The thesis that Ritalin is a gateway drug is dealt with under 5..

Ritalin does not change the root causes of ADD. It is a sham solution and obscures the real problem:

Here the opinions of the experts differ. Barkley (2002), who is sometimes cited as the leading ADS specialist in the USA (Neuhaus 1999), describes this statement as simply wrong and a legend. He rules out that ADD can be attributed exclusively to environmental factors, such as an overly indulgent upbringing or too little love in the parental home. He sees ADD as a largely genetic disorder, which is characterized by an underfunction in certain brain regions and thus causes the ADD symptoms. This hypofunction has to be compensated by stimulants. He compares the need for stimulant therapy and the lack of alternatives to insulin treatment for a child with diabetes. (cf. Barkley 2002, p.396f) The consequence of this view would be the necessity to be dependent on Ritalin for a long period of time and, if the symptoms do not "grow together", possibly for life.

Many authors point out that Ritalin can have a positive effect on the symptoms, but is not able to eliminate the cause of ADD.

Schäfer (1998) states that the short-term effectiveness of Ritalin cannot be doubted, but believes that long-term therapeutic success can only be expected if the drug treatment of other forms of therapy, such as behavioral therapy for children / adolescents, parenting advice, parenting training, is accompanied. (see Schäfer 1998, p.62)

Hüther and Bonney complain that this connection is not weighted accordingly in the professional world either. According to their figures, there is only one study on psychotherapeutic methods for every 170 studies dealing with drug therapy. They insistently refer to the possibilities of non-drug, especially psychotherapeutic, treatments. It has been sufficiently proven that neglect, abuse and emotional insecurity during childhood have a lasting effect on further brain development and are crucially involved in the later development of various mental disorders. Unconscious early hurts and fears determine how and what the brain is used for and how it is structured.
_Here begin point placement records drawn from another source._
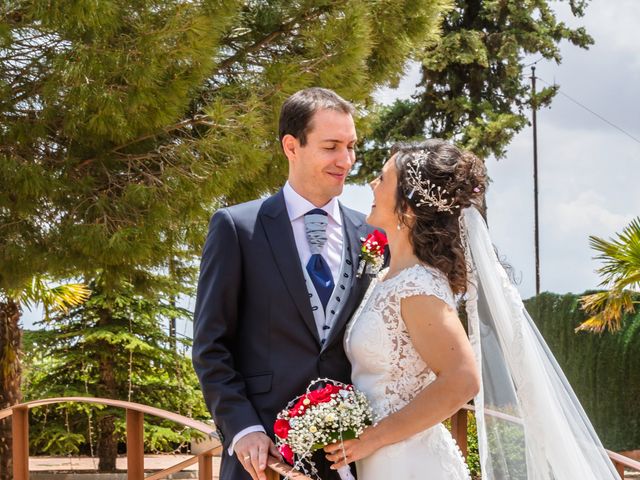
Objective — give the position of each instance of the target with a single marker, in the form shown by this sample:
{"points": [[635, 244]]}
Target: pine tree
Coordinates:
{"points": [[126, 123], [131, 357], [474, 88]]}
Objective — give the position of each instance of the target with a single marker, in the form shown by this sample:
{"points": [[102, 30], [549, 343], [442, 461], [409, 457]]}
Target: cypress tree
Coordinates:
{"points": [[474, 87]]}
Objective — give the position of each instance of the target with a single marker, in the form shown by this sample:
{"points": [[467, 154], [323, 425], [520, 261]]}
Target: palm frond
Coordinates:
{"points": [[620, 274], [53, 298]]}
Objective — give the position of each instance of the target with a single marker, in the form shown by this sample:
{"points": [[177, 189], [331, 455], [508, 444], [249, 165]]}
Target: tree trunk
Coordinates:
{"points": [[107, 444], [107, 447], [10, 393]]}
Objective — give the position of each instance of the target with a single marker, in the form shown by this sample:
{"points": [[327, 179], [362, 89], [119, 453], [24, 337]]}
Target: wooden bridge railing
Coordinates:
{"points": [[459, 432], [135, 440]]}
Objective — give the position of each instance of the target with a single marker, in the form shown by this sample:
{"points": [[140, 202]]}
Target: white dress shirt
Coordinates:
{"points": [[297, 207]]}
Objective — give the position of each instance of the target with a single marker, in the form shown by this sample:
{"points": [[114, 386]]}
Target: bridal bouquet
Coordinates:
{"points": [[329, 414]]}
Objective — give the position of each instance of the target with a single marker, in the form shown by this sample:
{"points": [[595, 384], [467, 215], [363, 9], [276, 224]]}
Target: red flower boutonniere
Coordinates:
{"points": [[372, 253]]}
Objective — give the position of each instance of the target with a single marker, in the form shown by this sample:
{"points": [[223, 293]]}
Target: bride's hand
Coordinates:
{"points": [[351, 450]]}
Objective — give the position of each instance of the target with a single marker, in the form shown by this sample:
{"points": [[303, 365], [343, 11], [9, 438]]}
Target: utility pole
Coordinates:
{"points": [[534, 107]]}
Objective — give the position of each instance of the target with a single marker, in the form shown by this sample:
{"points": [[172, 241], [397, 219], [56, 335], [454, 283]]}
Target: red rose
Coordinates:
{"points": [[281, 428], [287, 453], [299, 408], [375, 242]]}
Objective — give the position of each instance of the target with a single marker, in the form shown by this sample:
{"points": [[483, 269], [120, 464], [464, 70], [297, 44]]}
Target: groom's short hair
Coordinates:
{"points": [[298, 109]]}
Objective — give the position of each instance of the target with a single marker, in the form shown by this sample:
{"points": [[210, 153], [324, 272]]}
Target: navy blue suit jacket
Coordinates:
{"points": [[256, 345]]}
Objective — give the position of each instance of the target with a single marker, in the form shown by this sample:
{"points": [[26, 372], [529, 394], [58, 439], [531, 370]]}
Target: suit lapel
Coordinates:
{"points": [[355, 229], [277, 227]]}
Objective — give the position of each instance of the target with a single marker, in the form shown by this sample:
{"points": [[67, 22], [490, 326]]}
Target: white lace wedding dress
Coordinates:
{"points": [[390, 372]]}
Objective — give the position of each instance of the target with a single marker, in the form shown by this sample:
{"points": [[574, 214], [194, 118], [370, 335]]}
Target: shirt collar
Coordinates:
{"points": [[297, 205]]}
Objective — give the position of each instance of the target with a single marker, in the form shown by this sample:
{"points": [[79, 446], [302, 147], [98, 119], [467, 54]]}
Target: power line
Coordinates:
{"points": [[592, 112]]}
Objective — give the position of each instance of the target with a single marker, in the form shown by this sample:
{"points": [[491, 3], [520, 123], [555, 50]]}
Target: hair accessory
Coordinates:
{"points": [[428, 193]]}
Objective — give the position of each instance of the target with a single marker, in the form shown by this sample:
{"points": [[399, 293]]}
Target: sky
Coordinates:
{"points": [[588, 170]]}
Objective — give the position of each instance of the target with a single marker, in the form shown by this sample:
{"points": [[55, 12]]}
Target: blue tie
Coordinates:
{"points": [[315, 222]]}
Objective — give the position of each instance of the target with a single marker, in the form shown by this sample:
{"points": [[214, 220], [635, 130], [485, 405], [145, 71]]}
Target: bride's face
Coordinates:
{"points": [[383, 211]]}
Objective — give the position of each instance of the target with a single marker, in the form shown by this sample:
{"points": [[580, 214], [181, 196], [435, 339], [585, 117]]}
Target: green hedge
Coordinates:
{"points": [[603, 369]]}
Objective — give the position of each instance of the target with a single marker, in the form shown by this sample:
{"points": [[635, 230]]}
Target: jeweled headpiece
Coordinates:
{"points": [[427, 193]]}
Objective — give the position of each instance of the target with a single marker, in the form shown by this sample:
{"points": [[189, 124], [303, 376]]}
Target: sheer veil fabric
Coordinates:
{"points": [[541, 431]]}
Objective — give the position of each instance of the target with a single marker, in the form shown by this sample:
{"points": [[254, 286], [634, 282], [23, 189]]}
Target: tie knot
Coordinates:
{"points": [[316, 211], [315, 223]]}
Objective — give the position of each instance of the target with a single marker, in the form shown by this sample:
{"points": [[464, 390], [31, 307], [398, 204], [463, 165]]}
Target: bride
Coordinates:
{"points": [[413, 359]]}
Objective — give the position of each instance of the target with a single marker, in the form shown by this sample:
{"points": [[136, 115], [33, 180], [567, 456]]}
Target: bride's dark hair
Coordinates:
{"points": [[435, 235]]}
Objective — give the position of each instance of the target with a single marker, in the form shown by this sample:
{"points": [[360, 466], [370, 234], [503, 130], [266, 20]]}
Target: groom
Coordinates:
{"points": [[278, 283]]}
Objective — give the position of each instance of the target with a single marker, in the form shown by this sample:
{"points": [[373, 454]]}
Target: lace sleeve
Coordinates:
{"points": [[425, 281]]}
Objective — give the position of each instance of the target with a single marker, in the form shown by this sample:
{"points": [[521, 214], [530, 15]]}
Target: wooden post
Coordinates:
{"points": [[205, 466], [20, 434], [459, 430], [135, 445]]}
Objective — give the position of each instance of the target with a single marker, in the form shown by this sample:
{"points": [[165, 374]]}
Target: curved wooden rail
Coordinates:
{"points": [[135, 440], [459, 432]]}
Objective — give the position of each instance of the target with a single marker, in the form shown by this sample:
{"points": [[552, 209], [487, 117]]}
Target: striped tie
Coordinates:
{"points": [[315, 222]]}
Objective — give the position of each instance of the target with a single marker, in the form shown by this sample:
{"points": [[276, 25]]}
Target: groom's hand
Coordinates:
{"points": [[252, 451]]}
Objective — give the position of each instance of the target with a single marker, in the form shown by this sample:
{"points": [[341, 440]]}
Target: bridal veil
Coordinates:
{"points": [[530, 423]]}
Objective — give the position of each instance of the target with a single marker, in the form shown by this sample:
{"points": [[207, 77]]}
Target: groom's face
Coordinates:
{"points": [[318, 169]]}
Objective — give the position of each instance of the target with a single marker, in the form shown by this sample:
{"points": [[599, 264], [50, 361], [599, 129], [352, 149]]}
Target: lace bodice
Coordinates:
{"points": [[385, 364]]}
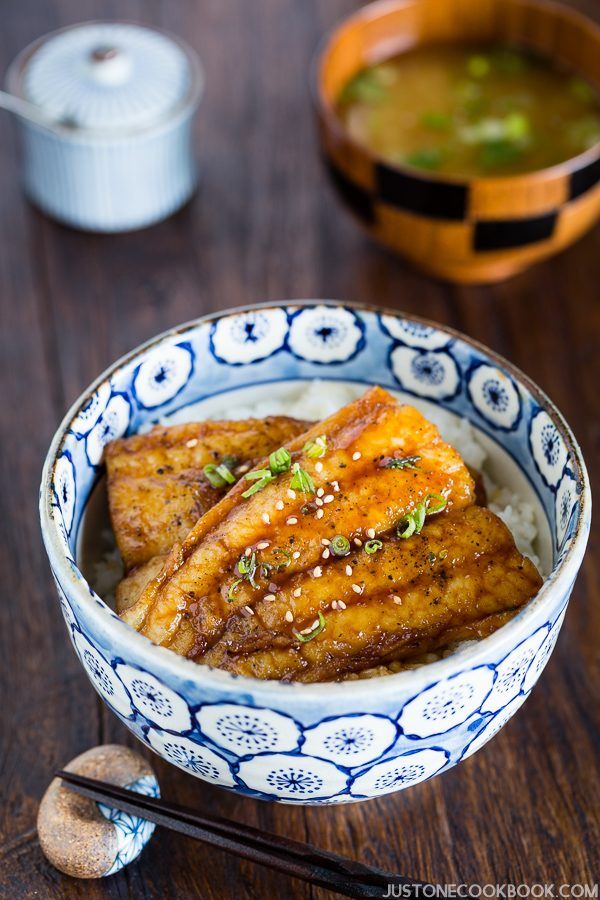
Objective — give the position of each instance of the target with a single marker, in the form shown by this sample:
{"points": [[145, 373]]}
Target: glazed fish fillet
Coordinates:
{"points": [[460, 578], [157, 489], [383, 460]]}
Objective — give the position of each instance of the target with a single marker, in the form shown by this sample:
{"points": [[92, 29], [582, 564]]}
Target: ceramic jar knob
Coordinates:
{"points": [[86, 839]]}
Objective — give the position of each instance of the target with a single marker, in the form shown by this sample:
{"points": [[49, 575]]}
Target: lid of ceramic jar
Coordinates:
{"points": [[110, 76]]}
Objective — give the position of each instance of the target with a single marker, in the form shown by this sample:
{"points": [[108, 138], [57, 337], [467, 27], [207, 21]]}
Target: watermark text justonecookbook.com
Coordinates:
{"points": [[509, 891]]}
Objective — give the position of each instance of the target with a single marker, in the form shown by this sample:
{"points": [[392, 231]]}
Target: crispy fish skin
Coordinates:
{"points": [[188, 605], [460, 578], [157, 489]]}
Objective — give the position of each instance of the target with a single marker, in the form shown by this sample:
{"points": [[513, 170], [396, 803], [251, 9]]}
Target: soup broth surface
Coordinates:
{"points": [[471, 110]]}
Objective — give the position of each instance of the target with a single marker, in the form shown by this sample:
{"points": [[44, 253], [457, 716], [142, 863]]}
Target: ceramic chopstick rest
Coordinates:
{"points": [[85, 839]]}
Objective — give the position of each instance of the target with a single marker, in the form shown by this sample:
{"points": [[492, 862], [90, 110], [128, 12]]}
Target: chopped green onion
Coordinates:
{"points": [[247, 568], [418, 514], [406, 526], [247, 564], [433, 508], [373, 546], [317, 448], [340, 545], [258, 473], [232, 590], [280, 461], [261, 479], [313, 633], [406, 462], [301, 480], [279, 551], [413, 522]]}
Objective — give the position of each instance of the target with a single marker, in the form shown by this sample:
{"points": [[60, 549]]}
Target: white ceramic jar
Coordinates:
{"points": [[122, 98]]}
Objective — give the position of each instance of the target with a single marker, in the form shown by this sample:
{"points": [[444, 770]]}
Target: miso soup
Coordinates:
{"points": [[471, 110]]}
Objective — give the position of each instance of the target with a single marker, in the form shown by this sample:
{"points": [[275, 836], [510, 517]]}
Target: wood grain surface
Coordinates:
{"points": [[265, 226]]}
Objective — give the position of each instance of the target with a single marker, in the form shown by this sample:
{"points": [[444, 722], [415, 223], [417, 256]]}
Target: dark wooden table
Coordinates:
{"points": [[265, 226]]}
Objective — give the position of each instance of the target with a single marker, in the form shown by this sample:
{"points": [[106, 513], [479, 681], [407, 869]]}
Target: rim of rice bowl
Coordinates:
{"points": [[559, 579]]}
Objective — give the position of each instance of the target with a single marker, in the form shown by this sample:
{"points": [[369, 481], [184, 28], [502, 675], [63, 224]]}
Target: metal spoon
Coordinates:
{"points": [[31, 112]]}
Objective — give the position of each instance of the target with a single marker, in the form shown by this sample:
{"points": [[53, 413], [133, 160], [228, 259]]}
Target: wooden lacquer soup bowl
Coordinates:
{"points": [[466, 230]]}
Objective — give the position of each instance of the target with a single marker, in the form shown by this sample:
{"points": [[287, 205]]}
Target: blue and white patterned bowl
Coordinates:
{"points": [[317, 743]]}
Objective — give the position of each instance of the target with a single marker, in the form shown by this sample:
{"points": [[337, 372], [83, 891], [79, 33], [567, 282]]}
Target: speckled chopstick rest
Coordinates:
{"points": [[85, 839]]}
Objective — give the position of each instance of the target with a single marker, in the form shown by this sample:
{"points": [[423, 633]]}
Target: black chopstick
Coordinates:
{"points": [[319, 867]]}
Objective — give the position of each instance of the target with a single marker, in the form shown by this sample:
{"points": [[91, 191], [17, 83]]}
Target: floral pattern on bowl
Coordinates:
{"points": [[132, 832], [331, 743]]}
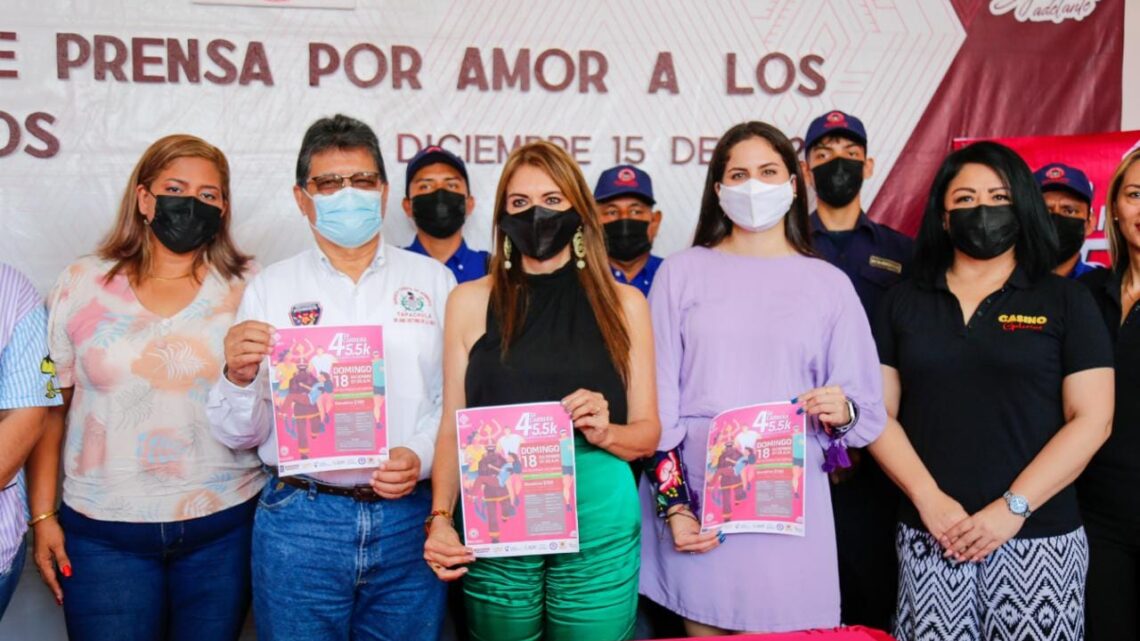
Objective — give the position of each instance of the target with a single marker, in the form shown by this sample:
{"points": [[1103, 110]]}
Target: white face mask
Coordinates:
{"points": [[756, 205]]}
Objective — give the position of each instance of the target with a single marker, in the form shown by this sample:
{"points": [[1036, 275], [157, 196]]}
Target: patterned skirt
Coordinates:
{"points": [[1027, 589]]}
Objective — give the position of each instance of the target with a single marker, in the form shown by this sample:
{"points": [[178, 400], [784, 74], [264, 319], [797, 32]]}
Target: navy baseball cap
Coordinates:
{"points": [[1057, 176], [835, 123], [431, 155], [624, 180]]}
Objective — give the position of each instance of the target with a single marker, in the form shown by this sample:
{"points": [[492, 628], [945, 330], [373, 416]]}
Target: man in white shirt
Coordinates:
{"points": [[338, 556]]}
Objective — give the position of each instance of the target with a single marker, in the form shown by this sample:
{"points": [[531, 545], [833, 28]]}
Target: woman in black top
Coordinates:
{"points": [[550, 324], [996, 375], [1106, 491]]}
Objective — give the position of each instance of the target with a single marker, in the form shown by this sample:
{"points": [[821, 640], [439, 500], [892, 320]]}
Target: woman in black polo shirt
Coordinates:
{"points": [[998, 376], [1109, 503]]}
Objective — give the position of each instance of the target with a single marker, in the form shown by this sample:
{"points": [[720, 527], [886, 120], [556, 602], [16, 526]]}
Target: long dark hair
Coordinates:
{"points": [[714, 226], [1036, 244]]}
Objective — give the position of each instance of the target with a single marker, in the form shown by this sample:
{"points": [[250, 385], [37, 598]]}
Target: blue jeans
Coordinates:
{"points": [[181, 581], [10, 577], [333, 568]]}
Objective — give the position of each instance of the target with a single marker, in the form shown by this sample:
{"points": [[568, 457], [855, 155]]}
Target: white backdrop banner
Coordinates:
{"points": [[86, 86]]}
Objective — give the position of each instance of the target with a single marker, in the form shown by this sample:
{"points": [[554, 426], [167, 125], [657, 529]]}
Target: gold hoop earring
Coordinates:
{"points": [[579, 249]]}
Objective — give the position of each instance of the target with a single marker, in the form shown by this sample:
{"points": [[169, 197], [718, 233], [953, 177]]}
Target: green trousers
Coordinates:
{"points": [[589, 594]]}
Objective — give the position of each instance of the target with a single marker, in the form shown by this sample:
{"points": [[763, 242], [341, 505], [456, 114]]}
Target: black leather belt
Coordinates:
{"points": [[357, 492]]}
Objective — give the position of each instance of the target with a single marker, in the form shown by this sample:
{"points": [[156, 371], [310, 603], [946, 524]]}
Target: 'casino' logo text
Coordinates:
{"points": [[1015, 322]]}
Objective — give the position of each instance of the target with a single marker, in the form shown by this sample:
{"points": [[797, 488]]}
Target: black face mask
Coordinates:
{"points": [[838, 181], [540, 233], [984, 232], [627, 238], [184, 224], [1071, 234], [439, 213]]}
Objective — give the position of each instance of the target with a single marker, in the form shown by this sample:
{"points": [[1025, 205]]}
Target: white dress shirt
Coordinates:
{"points": [[404, 292]]}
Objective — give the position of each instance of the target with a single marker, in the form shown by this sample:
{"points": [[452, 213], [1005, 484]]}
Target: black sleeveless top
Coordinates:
{"points": [[559, 350]]}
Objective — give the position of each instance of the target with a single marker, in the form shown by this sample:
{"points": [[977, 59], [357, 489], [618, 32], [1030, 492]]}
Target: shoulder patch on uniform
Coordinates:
{"points": [[304, 314], [886, 264]]}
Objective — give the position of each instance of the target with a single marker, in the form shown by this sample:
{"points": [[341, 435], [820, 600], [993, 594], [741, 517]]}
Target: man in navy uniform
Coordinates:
{"points": [[874, 257], [1068, 197], [438, 200]]}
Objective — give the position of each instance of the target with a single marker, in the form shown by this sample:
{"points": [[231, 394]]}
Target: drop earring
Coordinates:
{"points": [[579, 249]]}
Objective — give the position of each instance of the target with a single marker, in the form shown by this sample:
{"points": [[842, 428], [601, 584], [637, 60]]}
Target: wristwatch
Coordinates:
{"points": [[432, 516], [1017, 504]]}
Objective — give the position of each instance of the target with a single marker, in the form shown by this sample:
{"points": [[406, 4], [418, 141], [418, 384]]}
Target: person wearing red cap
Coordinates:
{"points": [[1068, 197], [625, 200], [439, 201]]}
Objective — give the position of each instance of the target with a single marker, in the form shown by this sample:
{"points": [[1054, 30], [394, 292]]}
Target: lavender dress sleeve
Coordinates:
{"points": [[664, 305], [852, 362]]}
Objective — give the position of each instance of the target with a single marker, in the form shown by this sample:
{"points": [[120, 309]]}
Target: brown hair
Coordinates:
{"points": [[128, 244], [714, 226], [1117, 246], [509, 286]]}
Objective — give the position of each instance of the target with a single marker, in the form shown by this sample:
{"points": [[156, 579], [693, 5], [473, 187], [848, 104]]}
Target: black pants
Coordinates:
{"points": [[865, 506], [1113, 589]]}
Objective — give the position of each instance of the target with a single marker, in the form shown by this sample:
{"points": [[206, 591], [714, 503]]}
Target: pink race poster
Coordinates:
{"points": [[754, 475], [518, 479], [328, 398]]}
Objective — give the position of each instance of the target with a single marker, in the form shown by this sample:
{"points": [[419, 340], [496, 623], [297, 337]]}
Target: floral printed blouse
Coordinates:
{"points": [[138, 445]]}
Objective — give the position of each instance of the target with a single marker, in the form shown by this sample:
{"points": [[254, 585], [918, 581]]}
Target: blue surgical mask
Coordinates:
{"points": [[348, 218]]}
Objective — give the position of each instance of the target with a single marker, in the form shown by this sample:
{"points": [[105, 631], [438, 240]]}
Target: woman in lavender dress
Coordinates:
{"points": [[749, 315]]}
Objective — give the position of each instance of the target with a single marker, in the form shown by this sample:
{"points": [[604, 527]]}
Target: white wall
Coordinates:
{"points": [[32, 614]]}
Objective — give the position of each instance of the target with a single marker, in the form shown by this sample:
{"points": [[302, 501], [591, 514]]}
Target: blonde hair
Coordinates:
{"points": [[509, 294], [1117, 246], [128, 244]]}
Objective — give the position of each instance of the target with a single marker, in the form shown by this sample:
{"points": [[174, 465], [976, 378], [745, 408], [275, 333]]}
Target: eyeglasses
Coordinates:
{"points": [[332, 183]]}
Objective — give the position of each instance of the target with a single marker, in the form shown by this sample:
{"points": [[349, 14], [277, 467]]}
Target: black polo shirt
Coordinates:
{"points": [[1106, 489], [980, 400], [874, 257]]}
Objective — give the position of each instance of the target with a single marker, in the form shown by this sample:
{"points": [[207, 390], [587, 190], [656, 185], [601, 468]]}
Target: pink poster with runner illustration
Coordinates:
{"points": [[518, 479], [754, 475], [328, 398]]}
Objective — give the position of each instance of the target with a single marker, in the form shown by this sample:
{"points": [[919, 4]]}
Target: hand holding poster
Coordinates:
{"points": [[328, 398], [518, 479], [754, 477]]}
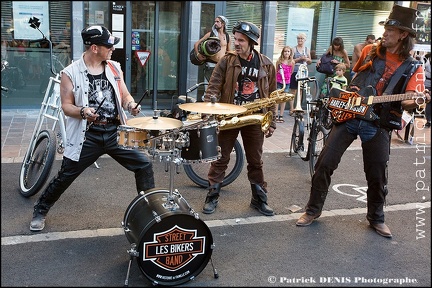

But it's not just negative experiences that affect the structuring of the developing brain. Everything that helps a child or adolescent with ADD to cope better than before with certain stresses, to deal with them and to find a way out of the vicious circle of fear, uncertainty and unsuccessful attempts at finding a solution, is reflected in the physiological manifestation of the Brain down. This is especially true for everything that helps him to become safer again, to develop stable emotional bonds, to gain new self-confidence and to overcome all the unconscious early injuries and fears. (cf. Hüther / Bonney 2002, p.79) On the basis of this argumentation, they raise the demand for psychotherapeutic support not only for the affected child and adolescent, but also for those around him, especially the family.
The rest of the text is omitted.